この時に宗茂は、「特別な戦法を用いているわけではない。ただ、普段から兵たちに慈悲をかけ、親が子を慈しむように接していると、いざという時に命をかけて戦ってくれるようになる。それ以外に軍を強くする方法はない」と述べています。
家臣だけでなく、領民たちに対しても仁愛の心をもって接していたため、強く慕われることになったのでしょう。
それが結束を生み、強さを生む、というのが集団というものの道理であるようです。
領地を没収され、浪人となる
宗茂は西軍に属して大いに戦ったため、柳川を離れた後、家康に領地を没収されて浪人生活を送ることになりました。
加藤清正や前田利長が召し抱えたいと申し出て来ましたが、宗茂はこれを断っています。
このため、清正は宗茂を食客として扱い、生活の支援を行うことにしました。
この時に由布惟信や十時連貞(ととき つれさだ)ら、数名の家臣が同じく浪人となり、宗茂の供をすることになります。
一方、小野鎮幸は清正が「立花の家臣団を引き取りたい」と申し出たため、そのまとめ役として肥後に残っています。
清正はこのように、宗茂と立花氏に対し、非常に好意的なふるまいを見せています。
先に朝鮮の戦いで、守っていた城を敵に包囲されて危機に陥った際に、宗茂に救われたことがありましたので、こちらも島津義弘と同じように、恩を返したいという気持ちがあったのだと思われます。
妻・誾千代の死
宗茂が領地を追われた後、妻の誾千代は肥後にとどまっています。
こちらも清正の支援を受けつつ、農村で静かな暮らしを送りました。
しかし関ヶ原の戦いから2年後に、瘧(おこり)という高熱が出る病にかかり、死去してしまいます。
享年は34で、宗茂との間には子がなかったため、道雪の血筋は絶えています。
後に宗茂は良清寺を建立し、誾千代の菩提を弔いました。
現在は柳川城の中に神社が建立されており、そこで道雪と誾千代、そして宗茂の3人が祀られています。
京都での生活
柳川を離れた宗茂は、京に上ってしばらく浪人生活を送りました。
この時に清正から支援を受けており、仕官した小野鎮幸からも送金がなされていたようですが、それだけでは不足することもあったようで、家臣たちが虚無僧に扮し、托鉢を行って生活の糧を得ていました。
家臣たちが出払っている間、蟄居を命じられていた宗茂は、家で留守番をしていたようです。
そんなある日、家臣が出かける前に米を軒先に出して紙の上にまき、干しておいたところ、やがて雨が降り始めます。
この時、帰宅途中で家臣のひとりが「殿は米を雨のあたらないところにしまっておいてくださっているだろうか」と心配そうに言いました。

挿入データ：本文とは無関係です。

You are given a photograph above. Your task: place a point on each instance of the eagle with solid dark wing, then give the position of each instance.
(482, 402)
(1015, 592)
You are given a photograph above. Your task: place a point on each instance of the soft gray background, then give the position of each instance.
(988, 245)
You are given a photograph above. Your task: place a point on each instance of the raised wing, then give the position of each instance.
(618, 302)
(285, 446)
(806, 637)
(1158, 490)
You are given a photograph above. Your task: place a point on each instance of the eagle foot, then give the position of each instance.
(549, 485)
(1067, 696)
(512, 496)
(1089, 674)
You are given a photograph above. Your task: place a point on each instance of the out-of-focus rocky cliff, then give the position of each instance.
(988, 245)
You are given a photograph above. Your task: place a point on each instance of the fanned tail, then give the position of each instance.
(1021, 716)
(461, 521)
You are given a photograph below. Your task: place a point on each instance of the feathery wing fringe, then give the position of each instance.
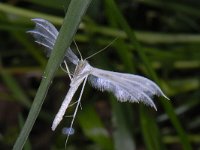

もうひとりの家臣が「おそらくしまってくださってはいないだろう。しかし、殿がそんな小さなことを気にするようになっては、立花家の復興は成らないだろうさ」と答えました。
果たして宗茂は米をそのままにしていたため、家臣たちが帰宅した頃には、濡れそぼっていました。
宗茂は生まれながらにして武家の当主として育ったため、細やかな生活感覚は備えていなかったようです。
このような逸話が生まれるような清貧の生活をしばし送った後、宗茂はかつて「東西無双」と並び称された、本多忠勝の世話を受けることになります。